Maine dairy delivery drivers—and serial comma proponents—scored a win when a federal appeals court ruled that ambiguity in a state wage-and-hour exemption revives their overtime claims ( O’Connor v. Oakhurst Dairy , 1st Cir., No. 16-1901, 3/13/17 ).

The decision is a “major ruling” in Maine, where there’s not much case law for the state overtime statute, attorney David G. Webbert of Johnson, Webbert & Young in Augusta, Maine, told Bloomberg BNA March 14.

Webbert is one of four lawyers representing about 75 dairy delivery drivers who brought federal and state overtime claims against Oakhurst Dairy and Dairy Farmers of America Inc. in the U.S. Court of Appeals for the First Circuit. The drivers alleged that they worked about 50 to 60 hours per week with no overtime pay.

Maine law provides an overtime exemption for employees whose work includes “canning, processing, preserving, freezing, drying, marketing, storing, packing for shipment and distribution of” certain perishable foods.

The lack of a comma after “shipment” makes it unclear whether “distribution” is a standalone exempt activity or the word merely describes a type of exempt packing, the First Circuit said, discussing a number of linguistic conventions.

If “distribution” were considered an exempt activity, the drivers would lose their overtime claims because delivering dairy would qualify as “distribution.”

But the statutory text doesn’t make that clear, the court said in its March 13 ruling.
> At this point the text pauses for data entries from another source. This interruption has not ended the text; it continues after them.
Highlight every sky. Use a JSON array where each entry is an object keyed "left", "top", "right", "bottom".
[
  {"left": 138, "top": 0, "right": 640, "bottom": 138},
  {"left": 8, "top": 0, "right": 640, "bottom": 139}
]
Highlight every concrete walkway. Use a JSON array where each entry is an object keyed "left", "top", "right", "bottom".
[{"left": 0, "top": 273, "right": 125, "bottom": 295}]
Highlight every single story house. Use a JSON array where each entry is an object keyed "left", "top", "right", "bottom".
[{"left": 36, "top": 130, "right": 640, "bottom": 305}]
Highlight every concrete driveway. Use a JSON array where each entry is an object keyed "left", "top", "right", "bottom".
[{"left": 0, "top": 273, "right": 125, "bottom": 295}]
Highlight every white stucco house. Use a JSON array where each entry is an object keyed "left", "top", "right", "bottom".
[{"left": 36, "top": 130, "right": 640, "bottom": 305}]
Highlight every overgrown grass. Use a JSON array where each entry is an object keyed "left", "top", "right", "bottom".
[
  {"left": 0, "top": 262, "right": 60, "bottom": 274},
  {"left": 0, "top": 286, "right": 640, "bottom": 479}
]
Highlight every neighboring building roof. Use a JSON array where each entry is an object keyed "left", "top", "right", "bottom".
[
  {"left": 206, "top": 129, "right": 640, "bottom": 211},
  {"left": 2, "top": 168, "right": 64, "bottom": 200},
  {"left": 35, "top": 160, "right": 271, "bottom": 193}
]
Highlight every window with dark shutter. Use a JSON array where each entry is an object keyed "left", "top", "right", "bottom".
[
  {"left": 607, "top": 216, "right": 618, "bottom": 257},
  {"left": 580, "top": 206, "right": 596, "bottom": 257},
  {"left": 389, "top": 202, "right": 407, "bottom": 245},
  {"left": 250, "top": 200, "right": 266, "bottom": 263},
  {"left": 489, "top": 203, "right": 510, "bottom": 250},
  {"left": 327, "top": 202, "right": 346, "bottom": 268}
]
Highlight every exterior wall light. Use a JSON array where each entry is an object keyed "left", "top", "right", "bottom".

And a look at the exemption’s purpose and legislative history also doesn’t resolve the ambiguity, it said.

Given the remedial purpose of the state’s overtime law, the court ultimately sided with the drivers’ stance that “distribution” modifies the word “packing” and isn’t a separate exempted activity.

Application Outside of Driver Context

The ruling, which reversed dismissal of the drivers’ claims, makes it clear that any ambiguity in Maine’s overtime provisions should be construed in favor of employees to fulfill the law’s purpose of paying workers fairly, Webbert said.

The court “pretty vigorously” applied that broad principle, which can also be used in future Maine overtime cases outside of the delivery driver context, he said.

Attorneys representing the dairy companies didn’t immediately respond to Bloomberg BNA’s March 14 request for comment.

Judge David J. Barron wrote the opinion, joined by Judges Sandra Lynch and Kermit Lipez.

Webbert, Carol J. Garvan, Jeffrey N. Young and Roberta L. de Araujo of Johnson, Webbert & Young represented the drivers. Patrick F. Hulla, Jennifer K. Oldvader, David L. Schenberg and Danielle Y. Vanderzanden of Ogletree Deakins in Kansas City, St. Louis and Boston represented the dairy companies.